Jason Hartman: When interest rates go up, it improves the rental market, but hurts the “For Sale” market because fewer people can afford to buy. Landlords and investors actually like high interest rates going up because they’ve already locked in their rates in the past when rates were lower. And if rates go up in the future, it limits the amount of rental inventory that comes on the market because investors aren’t buying as much. And the people who are renting, can’t afford to buy, so it puts upward pressure on rents. Bottom line, landlords actually like higher interest rates.
7. What are the best markets for real estate investing now?
Jason Hartman: All around the world you can basically break real estate into three general types: Cyclical Markets (High Risk: Los Angeles, New York, Paris), Hybrid Markets (Medium Risk: Austin, Atlanta, Phoenix) and Linear Markets (Conservative: Little Rock, Memphis, Quad Cities). The time to invest in Linear markets is very good right now because they don’t have the high peaks of the other markets. And some markets near Chicagoland are actually good with excellent cash flow. I would not recommend buying properties in Cyclical Markets because I think those markets are over-inflated at this point. You are taking a huge risk in places like Boston, South Florida, London, Vancouver and Dubai. These high-risk markets are far past the point of fundamental value.
8. Will we see more Pet Rent as Renters?
Jason Hartman: Pet rent is a common practice with institutional apartment owners, and we will see more as the renter population increases. Americans love their pets. I love my dog, and chances are that a little rent pet is not going to change anyone’s desire to own a pet. So, if you rent an apartment, most of them allow pets now because they want to be pet friendly. But they will charge you pet rent. You might pay $25 or $35 extra per month to have your dog or cat living there. And that is a trend that I see catching on with individual owners that own single-family homes. And I think that is a fine trend. As a much as I love animals, I’ve never seen one actually improve the value of the property. They usually don’t improve it, they do the opposite because they cause a little more wear and tear.
With more renters today than in the past 50 years and the new tax plan taking effect (MarketWatch), watch this space.

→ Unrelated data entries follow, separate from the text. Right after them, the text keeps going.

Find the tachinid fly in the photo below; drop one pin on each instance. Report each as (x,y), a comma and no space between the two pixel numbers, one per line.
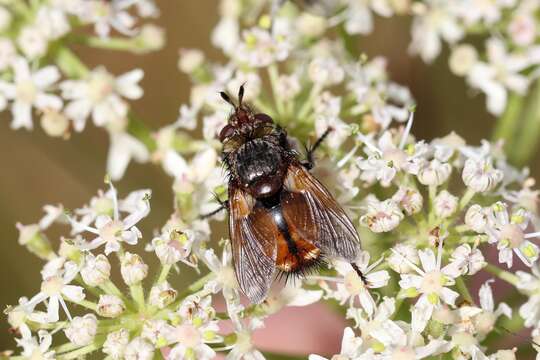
(281,218)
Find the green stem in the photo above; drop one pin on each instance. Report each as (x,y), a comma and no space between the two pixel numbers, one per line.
(137,293)
(163,273)
(467,197)
(501,274)
(87,304)
(507,124)
(274,78)
(527,140)
(308,103)
(463,290)
(82,351)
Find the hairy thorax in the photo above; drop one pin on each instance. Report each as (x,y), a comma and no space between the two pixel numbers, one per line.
(260,167)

Bottom line, Jason advises, “rent where you want to live, and invest where it makes sense.” He currently recommends investing in single-family homes with positive cash flow in a minimum of three Linear markets.
Along with being the President of Platinum Properties Investor Network and Hartman Media Company, Jason owns property in 11 states, is the author of 11 books, and produces 15 podcasts, including the Creating Wealth Real Estate Investing Show that is approaching it’s 1000th episode.